The threat of a U.S. double dip recession coupled with this summer's debt debacle in Washington - and the subsequent failure of the so-called "debt supercommittee" - has many ordinary Americans looking at gold as a safe store of value. However, there's another commodity that historically has risen in price along with gold - and is potentially more useful in the event of a global crisis: Ammunition.
Some of the fear-based psychological reasons for gold's popularity in times of economic crisis appear to be similar to the reasons cited for purchasing guns and ammunition. Michael Thompson, a small business owner from Virginia, had this to say about why he recently purchased 2,000 rounds of 223 ammunition to go with his growing collection of AR-15 assault rifles: "Since ARs are so well-known & widespread, quality ones don't really go down in value. I don't trust what's going on in Washington and a reliable firearm that'll hold it's value plus ammo that I can always re-sell later if I don't use it up seems like as safe a place as any to put my money in these uncertain times."
One prominent factor which customers at Ammo.net cite as one of their primary reasons for stocking up on guns & ammo now is the uncertainty surrounding U.S. firearm regulations. Many wonder if President Obama's official position on firearm regulation will change if he wins a second term. Others point to recent actions taken by President Obama's appointees in the EPA and the Department of Justice, citing the EPA's recently proposed ban on lead ammunition due to health concerns about the lead seeping into ground water supplies and the on-going debacle surrounding the Deparment of Justice's failed Fast & Furious sting operation. Several states have also enacted anti-gun legislation recently, such as California expanding their controversial gun registry to now include purchasers of new rifles and shotguns.
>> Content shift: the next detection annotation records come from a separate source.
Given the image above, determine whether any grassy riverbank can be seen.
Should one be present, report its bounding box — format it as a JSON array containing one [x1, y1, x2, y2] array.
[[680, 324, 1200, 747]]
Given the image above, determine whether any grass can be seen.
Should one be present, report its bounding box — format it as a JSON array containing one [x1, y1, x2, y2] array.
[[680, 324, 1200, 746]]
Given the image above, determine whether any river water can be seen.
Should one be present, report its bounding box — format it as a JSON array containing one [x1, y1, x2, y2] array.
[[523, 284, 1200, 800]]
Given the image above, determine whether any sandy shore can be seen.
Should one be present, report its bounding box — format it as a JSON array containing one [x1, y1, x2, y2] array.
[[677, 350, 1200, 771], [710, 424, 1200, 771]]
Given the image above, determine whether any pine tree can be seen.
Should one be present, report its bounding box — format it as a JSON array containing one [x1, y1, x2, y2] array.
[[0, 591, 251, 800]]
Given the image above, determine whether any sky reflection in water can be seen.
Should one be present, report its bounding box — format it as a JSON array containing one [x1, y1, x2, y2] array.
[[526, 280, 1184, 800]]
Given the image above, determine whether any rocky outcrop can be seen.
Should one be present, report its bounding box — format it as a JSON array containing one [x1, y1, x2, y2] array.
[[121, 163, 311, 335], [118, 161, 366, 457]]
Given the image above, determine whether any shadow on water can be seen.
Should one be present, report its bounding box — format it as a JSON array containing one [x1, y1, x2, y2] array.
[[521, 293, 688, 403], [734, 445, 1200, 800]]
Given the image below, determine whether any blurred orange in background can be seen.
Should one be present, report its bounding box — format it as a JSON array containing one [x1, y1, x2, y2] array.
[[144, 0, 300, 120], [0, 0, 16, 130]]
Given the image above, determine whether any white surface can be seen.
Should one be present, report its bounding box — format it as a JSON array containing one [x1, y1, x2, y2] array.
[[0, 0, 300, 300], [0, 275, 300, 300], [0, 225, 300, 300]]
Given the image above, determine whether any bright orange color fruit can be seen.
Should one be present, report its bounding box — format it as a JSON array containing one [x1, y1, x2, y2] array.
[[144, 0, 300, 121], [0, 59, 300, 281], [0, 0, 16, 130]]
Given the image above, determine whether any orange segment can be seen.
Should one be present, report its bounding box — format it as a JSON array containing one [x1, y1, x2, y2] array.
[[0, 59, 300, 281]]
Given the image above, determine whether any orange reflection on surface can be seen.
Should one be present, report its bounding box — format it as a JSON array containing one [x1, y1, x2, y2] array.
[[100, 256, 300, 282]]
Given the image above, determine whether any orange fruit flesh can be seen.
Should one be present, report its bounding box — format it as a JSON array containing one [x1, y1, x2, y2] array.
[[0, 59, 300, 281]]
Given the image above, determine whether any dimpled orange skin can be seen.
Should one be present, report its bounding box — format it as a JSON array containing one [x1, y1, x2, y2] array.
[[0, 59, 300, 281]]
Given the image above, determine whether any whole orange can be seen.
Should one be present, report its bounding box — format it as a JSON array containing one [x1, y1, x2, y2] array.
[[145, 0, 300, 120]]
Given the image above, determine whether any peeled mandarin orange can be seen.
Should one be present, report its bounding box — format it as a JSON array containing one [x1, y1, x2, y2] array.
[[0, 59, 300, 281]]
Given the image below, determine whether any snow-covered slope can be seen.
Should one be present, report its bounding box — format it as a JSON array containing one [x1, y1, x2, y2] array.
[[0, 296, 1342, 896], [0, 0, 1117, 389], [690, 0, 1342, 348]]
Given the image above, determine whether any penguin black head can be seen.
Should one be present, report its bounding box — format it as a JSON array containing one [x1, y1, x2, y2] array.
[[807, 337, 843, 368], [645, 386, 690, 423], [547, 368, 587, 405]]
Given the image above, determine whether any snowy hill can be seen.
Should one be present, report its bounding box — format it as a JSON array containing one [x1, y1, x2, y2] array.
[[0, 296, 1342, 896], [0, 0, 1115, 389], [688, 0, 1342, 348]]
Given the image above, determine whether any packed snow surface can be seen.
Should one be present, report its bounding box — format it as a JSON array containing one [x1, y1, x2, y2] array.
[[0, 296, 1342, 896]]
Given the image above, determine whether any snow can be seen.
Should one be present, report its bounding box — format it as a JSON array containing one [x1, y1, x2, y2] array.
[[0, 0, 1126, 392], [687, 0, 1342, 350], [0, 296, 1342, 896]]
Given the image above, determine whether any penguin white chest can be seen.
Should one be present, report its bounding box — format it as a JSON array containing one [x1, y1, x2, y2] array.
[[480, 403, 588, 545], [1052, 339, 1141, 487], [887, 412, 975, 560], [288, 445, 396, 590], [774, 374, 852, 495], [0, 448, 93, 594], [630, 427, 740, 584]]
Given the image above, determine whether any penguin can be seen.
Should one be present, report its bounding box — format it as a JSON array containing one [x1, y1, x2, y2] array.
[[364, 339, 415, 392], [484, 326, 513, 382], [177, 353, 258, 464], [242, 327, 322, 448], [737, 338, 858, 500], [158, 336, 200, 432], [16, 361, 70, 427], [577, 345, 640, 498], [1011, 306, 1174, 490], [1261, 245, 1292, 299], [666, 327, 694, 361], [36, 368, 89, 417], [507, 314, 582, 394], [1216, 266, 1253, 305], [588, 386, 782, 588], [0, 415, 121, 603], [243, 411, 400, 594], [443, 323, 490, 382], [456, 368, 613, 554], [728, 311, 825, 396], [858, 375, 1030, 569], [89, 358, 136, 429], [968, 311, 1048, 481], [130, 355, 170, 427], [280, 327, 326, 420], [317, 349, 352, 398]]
Dustin Ramsey, a 28 year old self-proclaimed "realist" from Tennessee who says hunting and fishing are two of his favorite outdoor activities, counts the 5,000 rounds of 9mm ammunition he keeps on-hand as one of his investments along with gold coins: "I'm a hunter so I know I can use my guns & ammo to feed my family if something happens to our usual food supply and there's a run at our grocery store. Plus, it seems like somebody on Wall Street is always getting bailed out nowadays and my faith in the stock market has been gone for a long time. Look, I've seen what happens when times get tough and I figure I can always barter a popular caliber like 9mm for other supplies like I would with gold if push comes to shove. And if a crisis never materializes where I need my stash of ammo, I still love to shoot so those bullets won't go to waste. Given the uncertainty in our world, ammunition seems more practical to me than gold, whether there's an economic crisis or not."
Whatever their reason, Americans are purchasing firearms and ammunition in record numbers. USA Today recently reported that the FBI experienced on Black Friday their single largest number of background check requests ever in a single day, smashing the previous record by 32%. Background check requests are processed by the FBI according to federal law. Gallop also reported that gun ownership is at an 18 year high, with 47% of Americans admitting to Gallop they own a gun. These statistics coupled with customer feedback at Ammo.net indicate more Americans are taking advantage of their constitutional right to own a firearm - and are arming up in increasing large numbers.